I enjoy thinking about data-driven approaches in situations with complex physical models, where I want to build the model from the data rather than the physics. I apply these concepts to stars using the Gaia catalogue where our physical understanding of stars and stellar models aren't sufficient for the precision we need and introduce too much bias. I made the Gaia DR1 parallaxes more precise using a data-driven model of stars.
I enjoy combining data-driven approaches with physical models where we want to interpret the results, like measuring the shape of the dark matter halo using stellar streams. Stellar streams are a powerful tool to falsify dark matter models, but these models, especially using multiple stellar streams in a time dependent potential, require many parameters. I am currently working on implementing this as a tractable model.

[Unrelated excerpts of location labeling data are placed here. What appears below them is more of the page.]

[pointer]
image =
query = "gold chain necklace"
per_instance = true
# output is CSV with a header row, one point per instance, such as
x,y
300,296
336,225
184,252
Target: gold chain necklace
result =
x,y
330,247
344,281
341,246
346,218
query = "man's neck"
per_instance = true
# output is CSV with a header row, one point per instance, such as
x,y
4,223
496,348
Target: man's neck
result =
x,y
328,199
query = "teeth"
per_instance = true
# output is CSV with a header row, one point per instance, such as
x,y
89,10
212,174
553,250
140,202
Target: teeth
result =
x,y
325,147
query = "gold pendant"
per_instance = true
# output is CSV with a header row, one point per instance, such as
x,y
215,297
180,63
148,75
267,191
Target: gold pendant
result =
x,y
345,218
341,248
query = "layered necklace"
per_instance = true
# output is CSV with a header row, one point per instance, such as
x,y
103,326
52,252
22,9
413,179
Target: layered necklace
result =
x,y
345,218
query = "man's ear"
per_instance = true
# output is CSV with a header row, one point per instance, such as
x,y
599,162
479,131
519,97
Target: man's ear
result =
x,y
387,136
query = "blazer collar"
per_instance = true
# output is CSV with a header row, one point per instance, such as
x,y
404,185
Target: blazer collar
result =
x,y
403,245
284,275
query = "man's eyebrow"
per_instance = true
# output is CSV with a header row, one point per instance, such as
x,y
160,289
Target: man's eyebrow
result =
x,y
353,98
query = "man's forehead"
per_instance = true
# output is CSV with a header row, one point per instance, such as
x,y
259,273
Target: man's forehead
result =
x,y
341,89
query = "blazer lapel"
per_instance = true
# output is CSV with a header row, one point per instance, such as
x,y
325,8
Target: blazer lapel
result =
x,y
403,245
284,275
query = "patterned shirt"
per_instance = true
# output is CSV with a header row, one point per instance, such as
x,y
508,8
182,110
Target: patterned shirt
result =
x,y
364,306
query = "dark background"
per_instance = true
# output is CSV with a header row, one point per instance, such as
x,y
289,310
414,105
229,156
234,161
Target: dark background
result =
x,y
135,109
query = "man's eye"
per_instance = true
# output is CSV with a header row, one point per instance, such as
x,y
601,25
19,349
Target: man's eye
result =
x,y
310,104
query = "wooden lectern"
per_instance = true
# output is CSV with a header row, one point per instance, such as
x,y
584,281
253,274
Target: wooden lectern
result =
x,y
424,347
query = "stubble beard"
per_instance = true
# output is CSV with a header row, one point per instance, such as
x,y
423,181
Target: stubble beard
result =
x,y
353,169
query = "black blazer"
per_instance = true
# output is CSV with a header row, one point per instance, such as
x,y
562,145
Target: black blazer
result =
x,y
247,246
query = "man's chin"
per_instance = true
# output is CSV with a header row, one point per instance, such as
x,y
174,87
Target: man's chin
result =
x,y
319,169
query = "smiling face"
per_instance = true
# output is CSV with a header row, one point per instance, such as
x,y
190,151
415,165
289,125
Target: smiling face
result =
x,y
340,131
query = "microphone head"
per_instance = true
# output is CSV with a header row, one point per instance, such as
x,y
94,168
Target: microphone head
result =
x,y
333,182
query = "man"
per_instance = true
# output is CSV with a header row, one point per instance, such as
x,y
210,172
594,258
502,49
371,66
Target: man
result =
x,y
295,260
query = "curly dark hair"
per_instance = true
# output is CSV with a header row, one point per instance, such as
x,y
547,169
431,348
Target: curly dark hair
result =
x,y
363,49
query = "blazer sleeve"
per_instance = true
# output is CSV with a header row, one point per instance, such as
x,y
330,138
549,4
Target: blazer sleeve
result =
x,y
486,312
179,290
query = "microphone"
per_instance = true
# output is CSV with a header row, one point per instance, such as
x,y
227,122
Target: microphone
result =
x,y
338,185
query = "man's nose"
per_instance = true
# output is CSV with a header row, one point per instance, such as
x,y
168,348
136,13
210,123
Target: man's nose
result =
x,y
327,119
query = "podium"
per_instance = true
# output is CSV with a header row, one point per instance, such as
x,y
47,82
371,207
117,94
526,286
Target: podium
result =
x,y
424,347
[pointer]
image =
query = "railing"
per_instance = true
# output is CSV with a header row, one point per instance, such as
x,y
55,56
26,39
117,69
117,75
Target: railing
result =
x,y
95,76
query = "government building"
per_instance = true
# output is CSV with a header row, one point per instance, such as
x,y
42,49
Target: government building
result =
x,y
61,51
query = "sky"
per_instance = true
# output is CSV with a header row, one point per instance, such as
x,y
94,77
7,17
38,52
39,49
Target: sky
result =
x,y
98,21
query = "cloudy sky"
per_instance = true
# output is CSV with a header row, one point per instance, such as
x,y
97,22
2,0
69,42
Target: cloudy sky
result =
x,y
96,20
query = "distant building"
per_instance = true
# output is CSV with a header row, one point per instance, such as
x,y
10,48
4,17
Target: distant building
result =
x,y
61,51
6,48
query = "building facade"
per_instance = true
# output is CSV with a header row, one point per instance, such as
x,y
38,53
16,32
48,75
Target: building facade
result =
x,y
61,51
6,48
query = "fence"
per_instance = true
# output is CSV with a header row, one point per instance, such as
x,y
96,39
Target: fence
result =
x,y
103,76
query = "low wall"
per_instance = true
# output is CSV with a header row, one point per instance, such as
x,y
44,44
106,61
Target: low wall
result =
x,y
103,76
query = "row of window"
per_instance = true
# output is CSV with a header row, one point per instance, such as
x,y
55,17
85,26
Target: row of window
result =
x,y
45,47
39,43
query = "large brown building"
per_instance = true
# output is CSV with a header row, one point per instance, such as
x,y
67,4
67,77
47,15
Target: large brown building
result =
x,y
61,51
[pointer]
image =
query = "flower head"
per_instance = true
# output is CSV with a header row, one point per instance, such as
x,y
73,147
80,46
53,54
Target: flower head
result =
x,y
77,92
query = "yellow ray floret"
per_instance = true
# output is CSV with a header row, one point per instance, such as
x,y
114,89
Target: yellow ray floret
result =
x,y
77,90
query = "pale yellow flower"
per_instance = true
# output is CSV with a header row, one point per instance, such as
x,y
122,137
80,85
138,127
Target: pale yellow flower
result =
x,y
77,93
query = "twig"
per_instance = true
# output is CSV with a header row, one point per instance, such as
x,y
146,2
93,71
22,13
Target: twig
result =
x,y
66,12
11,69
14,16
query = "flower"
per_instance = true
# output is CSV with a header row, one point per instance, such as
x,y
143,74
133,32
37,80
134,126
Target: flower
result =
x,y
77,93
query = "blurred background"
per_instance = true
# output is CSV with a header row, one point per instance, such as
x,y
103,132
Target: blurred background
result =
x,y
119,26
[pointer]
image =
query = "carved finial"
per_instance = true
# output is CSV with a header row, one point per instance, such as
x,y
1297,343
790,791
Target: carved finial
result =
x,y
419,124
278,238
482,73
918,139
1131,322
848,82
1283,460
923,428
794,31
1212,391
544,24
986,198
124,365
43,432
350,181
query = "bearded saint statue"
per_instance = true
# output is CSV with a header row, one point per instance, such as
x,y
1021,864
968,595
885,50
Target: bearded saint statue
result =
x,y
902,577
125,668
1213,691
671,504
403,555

I also enjoy thinking about making complex models computationally tractable which requires advances in computational efficiency. Each prediction of a complex model is expensive to generate, and for inferences we need a continuous prediction over a wide range parameter space. I took a step towards this goal by implementing a method that reduces sample variance in predicted power spectra. This quicker convergence of the mean predictions frees up computing time for exploring parameter space.